DL-Art-School/recipes/esrgan/README.md

# Training super-resolution networks with ESRGAN

[SRGAN](https://arxiv.org/abs/1609.04802) is a landmark SR technique. It is quickly approaching "seminal" status because of how many papers
use some or all of the techniques originally introduced in this paper. [ESRGAN](https://arxiv.org/abs/1809.00219) is a followup
paper by the same authors which strictly improves the results of SRGAN.

After considerable trial and error, I recommend an additional set of modifications to ESRGAN to
improve training performance and reduce artifacts:

*  Gradient penalty loss on the discriminator keeps the discriminator gradients to the generator in check.
*  Adding noise of 1/255 to the discriminator prevents it from using the fixed input range of HR images for discrimination. (e.g. - natural HR images can only have values in increments of 1/255, while the generator has continuous outputs. The discriminator can cheat by using this fact.)
*  Adding GroupNorm to the discriminator layers. This further stabilizes gradients without the downsides of BatchNorm.
*  Adding a translational loss to the generator term. This loss works by computing using the generator to compute two HQ images
   during each training pass from random sub-patches of the original image. A L1 loss is then computed across the shared
   region of the two outputs with a very high gain. I found this to be tremendously helpful in reducing GAN artifacts
   as it forces the generator to be self-consistent.
*  Use a vanilla GAN. The ESRGAN paper promotes the use of RAGAN but I found its effect on result qualit to be minimal
   with the above modifications. In some cases, it can actually be harmful because it drives strange training
   dynamics on the discriminator. For example, I've observed the output of the discriminator to sometimes
   "explode" when using RAGAN because it does not force a fixed output value. It is also more computationally expensive
   to compute.

The examples below have all of these modifications added. I've also provided a reference file that
should be closer to the original ESRGAN implementation, `train_div2k_esrgan_reference.yml`.

## Training ESRGAN

DLAS can train and use ESRGAN models end-to-end. These docs will show you how.

### Dataset Preparation

Start by assembling your dataset. The ESRGAN paper uses the [DIV2K](https://data.vision.ee.ethz.ch/cvl/DIV2K/) and
[Flickr2K](https://cv.snu.ac.kr/research/EDSR/Flickr2K.tar) datasets. These include a small set of high-resolution
images. ESRGAN is trained on small sub-patches of those images. Generate these patches using the instructions found
in 'Generating a chunked dataset' [here](https://github.com/neonbjb/DL-Art-School/blob/gan_lab/codes/data/README.md).
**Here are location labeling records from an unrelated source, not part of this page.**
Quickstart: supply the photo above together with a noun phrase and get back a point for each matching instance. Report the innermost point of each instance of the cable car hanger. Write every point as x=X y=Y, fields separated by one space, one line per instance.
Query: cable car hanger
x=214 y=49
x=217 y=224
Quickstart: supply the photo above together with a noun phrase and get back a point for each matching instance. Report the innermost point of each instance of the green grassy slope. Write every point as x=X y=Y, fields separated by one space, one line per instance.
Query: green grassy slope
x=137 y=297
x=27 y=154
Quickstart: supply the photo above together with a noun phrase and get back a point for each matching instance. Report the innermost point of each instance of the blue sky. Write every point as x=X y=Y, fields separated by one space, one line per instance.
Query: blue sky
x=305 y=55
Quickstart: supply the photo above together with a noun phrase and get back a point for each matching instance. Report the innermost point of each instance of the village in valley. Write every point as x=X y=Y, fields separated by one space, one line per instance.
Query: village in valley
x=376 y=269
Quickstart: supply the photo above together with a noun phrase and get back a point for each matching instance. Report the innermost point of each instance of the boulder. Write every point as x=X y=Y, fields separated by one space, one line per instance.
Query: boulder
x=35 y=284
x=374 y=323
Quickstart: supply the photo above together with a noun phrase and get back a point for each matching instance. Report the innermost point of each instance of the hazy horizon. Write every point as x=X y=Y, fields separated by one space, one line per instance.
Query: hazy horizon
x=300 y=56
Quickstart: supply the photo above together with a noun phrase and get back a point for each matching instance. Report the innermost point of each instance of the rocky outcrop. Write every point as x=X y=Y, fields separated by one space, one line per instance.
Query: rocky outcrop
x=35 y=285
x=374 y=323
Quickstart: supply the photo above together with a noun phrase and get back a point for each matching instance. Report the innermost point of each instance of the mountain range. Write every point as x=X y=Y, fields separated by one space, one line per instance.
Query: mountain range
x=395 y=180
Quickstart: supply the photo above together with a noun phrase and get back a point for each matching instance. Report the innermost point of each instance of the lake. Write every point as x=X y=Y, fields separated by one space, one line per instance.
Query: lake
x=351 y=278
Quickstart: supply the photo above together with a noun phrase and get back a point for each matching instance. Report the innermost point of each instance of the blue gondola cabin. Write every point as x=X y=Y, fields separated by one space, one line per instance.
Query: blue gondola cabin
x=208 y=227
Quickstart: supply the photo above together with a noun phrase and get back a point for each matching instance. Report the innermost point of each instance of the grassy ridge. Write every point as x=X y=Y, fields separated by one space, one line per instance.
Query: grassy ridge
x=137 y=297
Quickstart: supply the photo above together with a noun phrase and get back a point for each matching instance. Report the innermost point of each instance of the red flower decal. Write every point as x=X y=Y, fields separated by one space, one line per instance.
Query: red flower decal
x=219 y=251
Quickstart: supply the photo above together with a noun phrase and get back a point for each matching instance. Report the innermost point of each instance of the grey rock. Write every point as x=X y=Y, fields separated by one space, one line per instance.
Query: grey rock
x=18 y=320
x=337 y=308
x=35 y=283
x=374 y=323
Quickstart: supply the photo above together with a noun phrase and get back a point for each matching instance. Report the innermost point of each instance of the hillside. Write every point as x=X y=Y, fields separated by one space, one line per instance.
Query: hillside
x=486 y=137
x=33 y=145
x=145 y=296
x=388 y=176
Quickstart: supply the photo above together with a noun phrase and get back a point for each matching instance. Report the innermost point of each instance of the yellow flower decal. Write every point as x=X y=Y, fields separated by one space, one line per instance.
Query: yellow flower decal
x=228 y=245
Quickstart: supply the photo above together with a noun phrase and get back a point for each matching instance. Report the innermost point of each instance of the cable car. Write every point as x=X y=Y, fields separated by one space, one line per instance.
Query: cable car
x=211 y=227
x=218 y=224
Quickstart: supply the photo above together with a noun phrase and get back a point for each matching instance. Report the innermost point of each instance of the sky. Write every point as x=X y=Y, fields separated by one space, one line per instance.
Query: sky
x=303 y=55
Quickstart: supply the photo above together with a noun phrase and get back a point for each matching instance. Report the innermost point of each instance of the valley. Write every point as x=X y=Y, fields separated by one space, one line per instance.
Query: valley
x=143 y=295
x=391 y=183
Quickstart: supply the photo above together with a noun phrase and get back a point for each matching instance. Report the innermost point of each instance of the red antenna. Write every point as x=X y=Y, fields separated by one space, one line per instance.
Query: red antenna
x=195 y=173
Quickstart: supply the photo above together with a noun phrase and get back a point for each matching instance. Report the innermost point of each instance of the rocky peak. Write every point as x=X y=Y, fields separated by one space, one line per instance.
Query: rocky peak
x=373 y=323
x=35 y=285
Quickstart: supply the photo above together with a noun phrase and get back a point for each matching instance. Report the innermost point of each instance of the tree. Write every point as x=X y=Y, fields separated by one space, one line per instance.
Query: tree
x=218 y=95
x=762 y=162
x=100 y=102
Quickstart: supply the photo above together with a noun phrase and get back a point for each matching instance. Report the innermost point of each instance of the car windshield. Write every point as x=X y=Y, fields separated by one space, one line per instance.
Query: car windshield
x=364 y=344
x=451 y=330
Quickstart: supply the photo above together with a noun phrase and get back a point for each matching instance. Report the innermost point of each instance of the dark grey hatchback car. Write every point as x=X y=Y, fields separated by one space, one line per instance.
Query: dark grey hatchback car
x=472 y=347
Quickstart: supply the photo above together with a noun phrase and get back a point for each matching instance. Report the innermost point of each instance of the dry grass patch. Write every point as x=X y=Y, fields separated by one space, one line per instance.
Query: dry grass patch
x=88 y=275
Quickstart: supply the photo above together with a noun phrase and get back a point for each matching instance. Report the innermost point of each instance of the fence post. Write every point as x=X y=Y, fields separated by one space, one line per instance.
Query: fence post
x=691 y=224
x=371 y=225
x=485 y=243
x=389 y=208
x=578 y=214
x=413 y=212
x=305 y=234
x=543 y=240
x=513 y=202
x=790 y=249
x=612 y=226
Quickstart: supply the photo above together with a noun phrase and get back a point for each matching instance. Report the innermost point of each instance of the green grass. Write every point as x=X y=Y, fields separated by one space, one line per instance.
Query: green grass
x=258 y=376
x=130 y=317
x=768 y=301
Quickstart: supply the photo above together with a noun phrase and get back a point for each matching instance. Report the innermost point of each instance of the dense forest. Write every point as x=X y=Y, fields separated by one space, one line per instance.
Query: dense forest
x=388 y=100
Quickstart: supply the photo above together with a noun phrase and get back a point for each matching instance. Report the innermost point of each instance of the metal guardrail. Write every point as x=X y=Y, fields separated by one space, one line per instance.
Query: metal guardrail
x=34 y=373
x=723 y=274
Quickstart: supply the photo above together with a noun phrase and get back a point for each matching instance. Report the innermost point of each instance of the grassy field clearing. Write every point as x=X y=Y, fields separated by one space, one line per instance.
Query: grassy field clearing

Consider creating a validation set at the same time. These can just be a few medium-resolution, high-quality
images. DLAS will downsample them for you and send them through your network for validation.

### Training the model

Use the train_div2k_esrgan.yml configuration file in this directory as a template to train your
ESRGAN. Search the file for `<--` to find options that will need to be adjusted for your installation.

Train with:
`python train.py -opt train_div2k_esrgan.yml`

Note that this configuration trains an RRDB network with an L1 pixel loss only for the first 100k
steps. I recommend you save the model at step 100k (this is done by default, just copy the file
out of the experiments/train_div2k_esrgan/models directory once it hits step 100k) so that you
do not need to repeat this training in future experiments.

## Using an ESRGAN model

### Image SR

You can apply a pre-trained ESRGAN model against a set of images using the code in `test.py`.
Documentation for this script is forthcoming but basically you feed it your training configuration
file with the `pretrain_model_generator` option set properly and your folder with test images
pointed to in the datasets section in lieu of the validation set.

### Video SR

I've put together a script that strips a video into its constituent frames, applies an ESRGAN
model to each frame one a time, then recombines the frames back into videos (without sound).
You will need to use ffmpeg to stitch the videos back together and add sound, but this is
trivial.

This script is called `process_video.py` and it takes a special configuration file. A sample
config is provided in `rrdb_process_video.yml` in this directory. Further documentation on this
procedure is forthcoming.

Fun fact: the foundations of DLAS lie in the (now defunct) MMSR github repo, which was
primarily an implementation of ESRGAN.